本発明のオリゴヌクレオチドは、当業者に既知の適切な方法を用いて、間接的に投与することができる。オリゴヌクレオチドは、例えば、発現ベクターの形式で、個体、又は前記個体の細胞、組織又は器官に提供することができ、発現ベクターが前記オリゴヌクレオチドを含む転写物をコードする。発現ベクターは、好ましくは遺伝子送達媒体によって細胞、組織、器官又は個体に導入される。好ましい実施形態では、本明細書で特定される分子の発現又は転写を駆動する発現カセット又は転写カセットを含む、ウイルスベースの発現ベクターが提供される。細胞には、必須配列を干渉できる分子をもたらすことができ、結果としてプラスミド由来アンチセンスオリゴヌクレオチドの発現、又はアデノウイルス若しくはアデノ関連ウイルスベースのベクターにより実現するウイルスの発現によって、高効率なエクソン44スキッピングが引き起こされる。発現は、好ましくは、U1、U6又はU7RNAプロモーターなどのポリメラーゼIIIプロモーターによって駆動される。

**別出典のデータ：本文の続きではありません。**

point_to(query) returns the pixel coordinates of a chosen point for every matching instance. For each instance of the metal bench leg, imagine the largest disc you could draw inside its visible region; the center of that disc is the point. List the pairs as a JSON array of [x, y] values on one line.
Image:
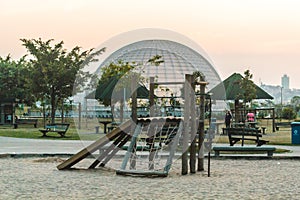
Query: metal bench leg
[[217, 153], [270, 153]]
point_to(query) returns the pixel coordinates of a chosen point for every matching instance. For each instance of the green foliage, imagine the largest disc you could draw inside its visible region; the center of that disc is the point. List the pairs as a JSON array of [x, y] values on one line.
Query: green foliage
[[288, 113], [248, 90], [295, 102], [122, 71], [13, 80], [56, 74]]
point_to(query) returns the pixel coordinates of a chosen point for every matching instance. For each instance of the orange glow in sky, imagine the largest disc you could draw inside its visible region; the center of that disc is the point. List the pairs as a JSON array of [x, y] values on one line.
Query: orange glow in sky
[[260, 35]]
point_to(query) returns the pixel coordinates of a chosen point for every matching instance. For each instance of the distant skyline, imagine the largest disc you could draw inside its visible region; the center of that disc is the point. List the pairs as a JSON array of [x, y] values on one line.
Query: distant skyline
[[260, 35]]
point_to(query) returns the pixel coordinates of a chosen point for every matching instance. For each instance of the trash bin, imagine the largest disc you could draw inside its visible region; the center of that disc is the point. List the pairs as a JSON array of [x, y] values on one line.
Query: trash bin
[[295, 132], [213, 124]]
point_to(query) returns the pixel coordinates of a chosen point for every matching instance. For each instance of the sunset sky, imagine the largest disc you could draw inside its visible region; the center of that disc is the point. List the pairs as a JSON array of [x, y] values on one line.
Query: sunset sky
[[260, 35]]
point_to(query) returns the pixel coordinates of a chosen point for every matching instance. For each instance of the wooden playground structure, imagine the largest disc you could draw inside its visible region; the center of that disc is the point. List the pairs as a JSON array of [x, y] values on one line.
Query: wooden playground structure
[[148, 140]]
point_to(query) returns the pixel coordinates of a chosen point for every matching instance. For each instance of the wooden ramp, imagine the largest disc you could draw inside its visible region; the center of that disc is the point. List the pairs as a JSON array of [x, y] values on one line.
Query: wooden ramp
[[120, 135]]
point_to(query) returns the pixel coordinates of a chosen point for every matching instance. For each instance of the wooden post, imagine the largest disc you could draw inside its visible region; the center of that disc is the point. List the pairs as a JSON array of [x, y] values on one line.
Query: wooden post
[[201, 127], [133, 115], [193, 125], [151, 97], [186, 125], [273, 120], [79, 115]]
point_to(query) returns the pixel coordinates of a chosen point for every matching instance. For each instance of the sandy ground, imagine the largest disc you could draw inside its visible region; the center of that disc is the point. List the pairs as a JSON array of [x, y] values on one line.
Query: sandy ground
[[38, 178]]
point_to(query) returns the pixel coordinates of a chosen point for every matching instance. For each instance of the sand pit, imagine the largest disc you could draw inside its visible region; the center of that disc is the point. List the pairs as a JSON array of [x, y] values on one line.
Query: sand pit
[[38, 178]]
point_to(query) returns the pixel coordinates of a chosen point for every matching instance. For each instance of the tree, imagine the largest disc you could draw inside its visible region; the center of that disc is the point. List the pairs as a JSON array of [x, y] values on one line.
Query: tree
[[116, 76], [295, 102], [248, 90], [120, 69], [56, 74], [13, 80], [288, 113]]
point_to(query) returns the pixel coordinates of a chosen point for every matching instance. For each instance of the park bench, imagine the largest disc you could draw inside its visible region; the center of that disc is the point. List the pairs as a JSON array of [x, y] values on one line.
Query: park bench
[[25, 121], [251, 149], [60, 128], [282, 124], [244, 133]]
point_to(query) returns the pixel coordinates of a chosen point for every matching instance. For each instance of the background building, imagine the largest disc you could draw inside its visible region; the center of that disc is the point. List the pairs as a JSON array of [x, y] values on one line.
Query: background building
[[285, 82]]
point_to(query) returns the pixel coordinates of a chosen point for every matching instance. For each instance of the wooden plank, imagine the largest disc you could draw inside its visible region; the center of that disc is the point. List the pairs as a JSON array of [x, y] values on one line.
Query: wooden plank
[[269, 150], [142, 173], [94, 146]]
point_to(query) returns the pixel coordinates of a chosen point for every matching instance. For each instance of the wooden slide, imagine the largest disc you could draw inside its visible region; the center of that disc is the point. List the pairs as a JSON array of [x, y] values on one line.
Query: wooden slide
[[120, 135]]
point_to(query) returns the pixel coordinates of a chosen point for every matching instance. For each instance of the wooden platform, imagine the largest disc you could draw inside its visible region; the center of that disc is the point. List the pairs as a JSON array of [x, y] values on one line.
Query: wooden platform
[[249, 149]]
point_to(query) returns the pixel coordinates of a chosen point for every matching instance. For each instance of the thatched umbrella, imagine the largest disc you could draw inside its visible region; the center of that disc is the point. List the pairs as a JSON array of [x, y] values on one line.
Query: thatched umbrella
[[230, 89]]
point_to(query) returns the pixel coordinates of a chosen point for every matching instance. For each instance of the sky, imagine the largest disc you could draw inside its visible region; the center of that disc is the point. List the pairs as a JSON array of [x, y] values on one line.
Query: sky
[[260, 35]]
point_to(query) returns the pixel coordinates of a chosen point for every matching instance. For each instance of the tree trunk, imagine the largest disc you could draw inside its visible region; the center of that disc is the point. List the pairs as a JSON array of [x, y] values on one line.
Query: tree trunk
[[53, 106]]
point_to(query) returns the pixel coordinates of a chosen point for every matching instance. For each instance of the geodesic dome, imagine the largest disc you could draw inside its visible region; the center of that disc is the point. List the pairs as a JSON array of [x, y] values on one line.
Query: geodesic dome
[[178, 61]]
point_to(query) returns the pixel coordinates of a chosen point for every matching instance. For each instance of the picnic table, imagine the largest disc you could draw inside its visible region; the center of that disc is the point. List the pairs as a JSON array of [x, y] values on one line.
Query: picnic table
[[244, 133], [26, 121], [105, 123], [60, 128]]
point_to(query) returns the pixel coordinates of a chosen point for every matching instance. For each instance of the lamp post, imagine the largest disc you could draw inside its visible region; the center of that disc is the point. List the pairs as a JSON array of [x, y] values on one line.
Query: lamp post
[[281, 102]]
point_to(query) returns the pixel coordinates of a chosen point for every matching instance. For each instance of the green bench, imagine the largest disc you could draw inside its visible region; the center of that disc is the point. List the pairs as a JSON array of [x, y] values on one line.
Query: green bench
[[282, 124], [25, 121], [242, 134], [250, 149], [60, 128]]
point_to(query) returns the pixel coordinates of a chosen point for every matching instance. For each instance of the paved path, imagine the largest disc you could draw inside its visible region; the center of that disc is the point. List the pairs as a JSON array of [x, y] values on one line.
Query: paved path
[[37, 146]]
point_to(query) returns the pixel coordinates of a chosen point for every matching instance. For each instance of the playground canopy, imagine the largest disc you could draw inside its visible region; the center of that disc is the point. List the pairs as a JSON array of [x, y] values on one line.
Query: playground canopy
[[232, 88]]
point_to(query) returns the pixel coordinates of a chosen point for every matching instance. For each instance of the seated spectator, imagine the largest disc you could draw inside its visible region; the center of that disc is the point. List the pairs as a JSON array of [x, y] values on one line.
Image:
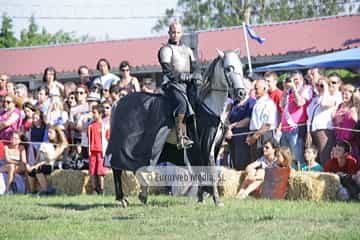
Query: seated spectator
[[255, 171], [15, 161], [50, 81], [10, 118], [284, 157], [127, 81], [341, 162], [310, 164], [48, 153]]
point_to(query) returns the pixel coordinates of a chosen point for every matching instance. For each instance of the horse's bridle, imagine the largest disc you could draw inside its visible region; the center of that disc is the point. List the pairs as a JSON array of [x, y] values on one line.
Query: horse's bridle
[[230, 84]]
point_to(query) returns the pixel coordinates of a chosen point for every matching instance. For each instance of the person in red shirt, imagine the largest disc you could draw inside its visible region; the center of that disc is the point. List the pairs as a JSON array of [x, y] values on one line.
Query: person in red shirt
[[96, 134], [341, 162]]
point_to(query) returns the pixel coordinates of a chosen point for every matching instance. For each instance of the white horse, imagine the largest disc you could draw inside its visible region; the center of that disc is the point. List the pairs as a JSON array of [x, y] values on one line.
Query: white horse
[[141, 123]]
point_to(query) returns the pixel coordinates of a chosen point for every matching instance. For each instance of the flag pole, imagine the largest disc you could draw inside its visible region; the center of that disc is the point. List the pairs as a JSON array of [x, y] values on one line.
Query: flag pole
[[247, 48]]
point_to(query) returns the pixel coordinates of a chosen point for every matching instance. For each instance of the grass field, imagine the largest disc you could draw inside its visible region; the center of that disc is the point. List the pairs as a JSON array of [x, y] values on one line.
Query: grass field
[[164, 217]]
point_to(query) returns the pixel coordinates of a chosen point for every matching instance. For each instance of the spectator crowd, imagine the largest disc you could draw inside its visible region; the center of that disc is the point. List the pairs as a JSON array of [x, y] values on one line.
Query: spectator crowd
[[308, 122]]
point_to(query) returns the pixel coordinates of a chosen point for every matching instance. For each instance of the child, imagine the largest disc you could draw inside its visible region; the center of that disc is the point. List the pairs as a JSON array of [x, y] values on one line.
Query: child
[[96, 136], [310, 155]]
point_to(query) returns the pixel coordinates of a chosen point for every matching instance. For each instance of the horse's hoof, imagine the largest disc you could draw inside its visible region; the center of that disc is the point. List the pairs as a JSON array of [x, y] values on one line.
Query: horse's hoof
[[124, 203], [143, 197], [219, 204]]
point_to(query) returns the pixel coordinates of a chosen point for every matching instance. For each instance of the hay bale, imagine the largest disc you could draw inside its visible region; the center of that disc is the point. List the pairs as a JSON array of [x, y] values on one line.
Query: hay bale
[[69, 182], [230, 181], [313, 186]]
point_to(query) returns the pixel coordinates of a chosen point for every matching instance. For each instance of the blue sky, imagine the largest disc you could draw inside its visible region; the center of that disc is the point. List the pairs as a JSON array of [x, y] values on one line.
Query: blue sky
[[105, 19]]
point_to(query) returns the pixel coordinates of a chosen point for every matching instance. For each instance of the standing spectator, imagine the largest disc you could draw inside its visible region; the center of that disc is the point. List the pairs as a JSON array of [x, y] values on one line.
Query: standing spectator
[[36, 135], [48, 153], [239, 123], [42, 97], [107, 114], [255, 172], [319, 124], [70, 101], [50, 80], [84, 76], [21, 91], [314, 74], [106, 79], [69, 87], [3, 80], [10, 88], [263, 119], [56, 115], [29, 110], [10, 118], [114, 93], [96, 134], [148, 85], [128, 82], [274, 92], [15, 160], [295, 99], [310, 164], [334, 87], [346, 117]]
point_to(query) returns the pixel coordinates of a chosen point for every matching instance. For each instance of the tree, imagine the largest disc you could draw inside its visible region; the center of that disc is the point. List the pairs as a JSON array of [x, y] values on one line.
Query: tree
[[205, 14], [31, 36], [7, 38]]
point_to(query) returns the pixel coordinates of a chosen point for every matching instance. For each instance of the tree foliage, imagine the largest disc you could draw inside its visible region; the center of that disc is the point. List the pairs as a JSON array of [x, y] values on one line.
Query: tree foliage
[[7, 38], [205, 14], [34, 36]]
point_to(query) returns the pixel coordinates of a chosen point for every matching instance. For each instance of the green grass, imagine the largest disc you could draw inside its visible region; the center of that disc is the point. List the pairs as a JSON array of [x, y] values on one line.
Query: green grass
[[96, 217]]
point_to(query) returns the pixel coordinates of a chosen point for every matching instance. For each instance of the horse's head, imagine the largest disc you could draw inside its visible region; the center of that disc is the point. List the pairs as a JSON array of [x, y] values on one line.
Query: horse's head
[[233, 73]]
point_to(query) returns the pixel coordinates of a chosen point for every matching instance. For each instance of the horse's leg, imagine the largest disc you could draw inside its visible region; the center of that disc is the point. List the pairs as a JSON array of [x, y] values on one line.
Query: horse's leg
[[212, 165], [119, 194]]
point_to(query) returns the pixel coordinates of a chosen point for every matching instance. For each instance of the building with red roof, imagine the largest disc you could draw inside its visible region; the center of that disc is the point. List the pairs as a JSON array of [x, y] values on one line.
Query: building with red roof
[[284, 41]]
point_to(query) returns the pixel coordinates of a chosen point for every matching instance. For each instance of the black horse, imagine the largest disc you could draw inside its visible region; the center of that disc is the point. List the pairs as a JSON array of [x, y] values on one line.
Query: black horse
[[141, 123]]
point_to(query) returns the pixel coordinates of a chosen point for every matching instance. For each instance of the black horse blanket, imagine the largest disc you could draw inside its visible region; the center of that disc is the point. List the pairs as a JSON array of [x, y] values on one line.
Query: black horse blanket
[[140, 126]]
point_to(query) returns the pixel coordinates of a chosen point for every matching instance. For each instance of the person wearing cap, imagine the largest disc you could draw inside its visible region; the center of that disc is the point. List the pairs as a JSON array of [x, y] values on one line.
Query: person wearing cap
[[3, 80], [148, 85], [106, 79], [263, 119]]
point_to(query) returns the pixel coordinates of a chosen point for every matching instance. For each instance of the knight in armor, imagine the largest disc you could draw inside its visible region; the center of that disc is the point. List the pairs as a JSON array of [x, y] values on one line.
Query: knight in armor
[[180, 69]]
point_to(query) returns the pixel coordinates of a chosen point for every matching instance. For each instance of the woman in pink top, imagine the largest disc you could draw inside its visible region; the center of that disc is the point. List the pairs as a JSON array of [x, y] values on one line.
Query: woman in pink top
[[10, 118], [346, 116]]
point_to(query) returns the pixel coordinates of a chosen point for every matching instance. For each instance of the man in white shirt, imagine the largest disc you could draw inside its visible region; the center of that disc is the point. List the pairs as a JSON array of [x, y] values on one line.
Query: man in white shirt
[[263, 118]]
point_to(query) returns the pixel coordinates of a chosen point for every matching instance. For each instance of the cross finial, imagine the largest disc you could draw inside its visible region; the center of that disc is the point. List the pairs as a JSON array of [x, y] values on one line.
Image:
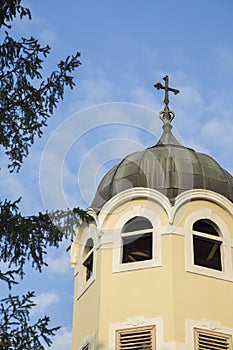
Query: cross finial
[[166, 115]]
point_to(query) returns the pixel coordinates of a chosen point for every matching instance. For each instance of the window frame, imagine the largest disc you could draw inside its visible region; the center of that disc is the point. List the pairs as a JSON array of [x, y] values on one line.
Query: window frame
[[134, 236], [83, 283], [211, 238], [226, 246], [150, 215]]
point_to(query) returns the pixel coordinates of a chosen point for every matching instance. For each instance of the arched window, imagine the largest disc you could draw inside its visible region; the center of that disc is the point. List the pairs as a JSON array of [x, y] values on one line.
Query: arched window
[[88, 259], [137, 240], [207, 244]]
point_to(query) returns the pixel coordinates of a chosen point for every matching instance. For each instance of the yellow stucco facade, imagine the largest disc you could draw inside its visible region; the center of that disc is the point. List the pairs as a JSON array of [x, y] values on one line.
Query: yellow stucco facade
[[168, 291]]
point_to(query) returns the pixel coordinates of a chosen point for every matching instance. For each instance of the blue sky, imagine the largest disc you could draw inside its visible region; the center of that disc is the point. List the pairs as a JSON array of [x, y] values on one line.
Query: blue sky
[[125, 47]]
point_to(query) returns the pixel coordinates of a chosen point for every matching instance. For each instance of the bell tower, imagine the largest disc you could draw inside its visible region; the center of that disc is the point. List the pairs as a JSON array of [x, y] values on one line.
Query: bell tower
[[153, 267]]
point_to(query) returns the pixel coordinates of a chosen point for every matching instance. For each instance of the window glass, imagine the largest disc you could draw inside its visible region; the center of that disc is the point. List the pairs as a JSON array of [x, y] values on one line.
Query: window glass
[[139, 246], [88, 259], [207, 249]]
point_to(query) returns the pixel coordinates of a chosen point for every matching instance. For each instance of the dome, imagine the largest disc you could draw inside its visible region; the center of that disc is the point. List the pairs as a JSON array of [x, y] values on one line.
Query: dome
[[167, 167]]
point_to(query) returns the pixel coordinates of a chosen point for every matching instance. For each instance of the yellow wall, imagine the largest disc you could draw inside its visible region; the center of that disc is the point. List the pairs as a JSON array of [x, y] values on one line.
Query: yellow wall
[[167, 291]]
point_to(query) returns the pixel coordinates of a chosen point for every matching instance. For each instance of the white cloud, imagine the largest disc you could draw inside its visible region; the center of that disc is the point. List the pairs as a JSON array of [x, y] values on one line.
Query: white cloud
[[43, 301], [62, 340]]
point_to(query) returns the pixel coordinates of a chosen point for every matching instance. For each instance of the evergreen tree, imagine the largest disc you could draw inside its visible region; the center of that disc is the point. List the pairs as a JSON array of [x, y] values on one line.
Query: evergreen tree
[[27, 101]]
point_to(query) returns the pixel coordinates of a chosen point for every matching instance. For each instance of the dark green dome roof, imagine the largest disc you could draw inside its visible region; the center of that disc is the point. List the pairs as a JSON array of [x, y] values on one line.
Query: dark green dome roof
[[169, 168]]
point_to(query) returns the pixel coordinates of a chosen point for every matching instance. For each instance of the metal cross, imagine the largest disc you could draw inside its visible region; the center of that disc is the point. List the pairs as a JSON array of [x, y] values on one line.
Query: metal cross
[[166, 115]]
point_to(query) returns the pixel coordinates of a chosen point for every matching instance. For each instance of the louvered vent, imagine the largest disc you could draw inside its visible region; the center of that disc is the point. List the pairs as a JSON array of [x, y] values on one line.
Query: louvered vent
[[212, 340], [142, 338]]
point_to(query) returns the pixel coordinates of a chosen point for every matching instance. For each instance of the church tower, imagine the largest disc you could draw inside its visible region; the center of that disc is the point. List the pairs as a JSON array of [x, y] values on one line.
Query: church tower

好ましい送達媒体は、アデノ関連ウイルスベクター(AAV)などのウイルスベクター、又はレンチウイルスベクターなどのレトロウイルスベクター(Goyenvalle Aら、U7snRNA媒介型エクソンスキッピングによるジストロフィー筋の救済(Rescue of dystrophic muscle through U7 snRNA−mediated exon skipping)Science 2004;306(5702):1796−9、De Angelis FGら、ジストロフィンプレmRNAのエクソン51のスプライスジャンクションに対するアンチセンス配列を保有するキメラsnRNA分子により、デルタ48−50DMD細胞中でのエクソンスキッピング及びジストロフィン合成の回復を誘導する(Chimeric snRNA molecules carrying antisense sequences against the splice junctions of exon 51 of the dystrophin pre−mRNA induce exon skipping and restoration of a dystrophin synthesis in Delta 48−50 DMD cells)Proc Natl Acad Sci USA 2002;99(14):9456−61、又はDenti MAら、キメラアデノ関連ウイルス/アンチセンスU1核内低分子RNAにより、mdxマウスの局所治療によってジストロフィン合成及び筋機能を効果的に救済する(Chimeric adeno−associated virus/antisense Ul small nuclear RNA effectively rescues dystrophin synthesis and muscle function by local treatment of mdx mice)Hum Gene Ther 2006;17(5):565−74)などである。或いは、プラスミド、人工染色体、細胞のヒトゲノム中の標的にした相同組換え及び組込みに使用できるプラスミドは、本明細書で規定されるオリゴヌクレオチドの送達に適切に適用することができる。本発明で好ましいのは、転写がPolIIIプロモーターから駆動され、且つ/又は転写物がU1又はU7転写物との融合の形態であり、これにより低分子転写物を送達するための優れた結果がもたらされるベクターである。適切な転写物を設計することは、当業者の技能内である。好ましいのは、PolIII駆動型転写物である。好ましくは、U1又はU7転写物との融合転写物の形態である(同じGoyenvalle Aら、De Angelis FGら又はDenti MAらを参照されたい)。かかる融合は、記載のようにつくり出すことができる(Gorman Lら、改変U7核内低分子RNAによるプレmRNAスプライシング様式の安定的な変化(Stable alteration of pre−mRNA splicing patterns by modified U7 small nuclear RNAs).Proc Natl Acad Sci USA 1998;95(9):4929−34、又はSuter Dら、二重標的アンチセンスU7snRNAにより、3つのヒトベータサラセミア変異中の異常なエクソンの効率的なスキッピングを促進する(Double−target antisense U7 snRNAs promote efficient skipping of an aberrant exon in three human betathalassemic mutations). Hum Mol Genet 1999;8(13):2415−23)。オリゴヌクレオチドは、そのままで送達することができる。しかし、オリゴヌクレオチドは、ウイルスベクターにもコードすることができる。一般的に、これは、転写物の一部にオリゴヌクレオチドの配列を含むRNA転写物の形態である。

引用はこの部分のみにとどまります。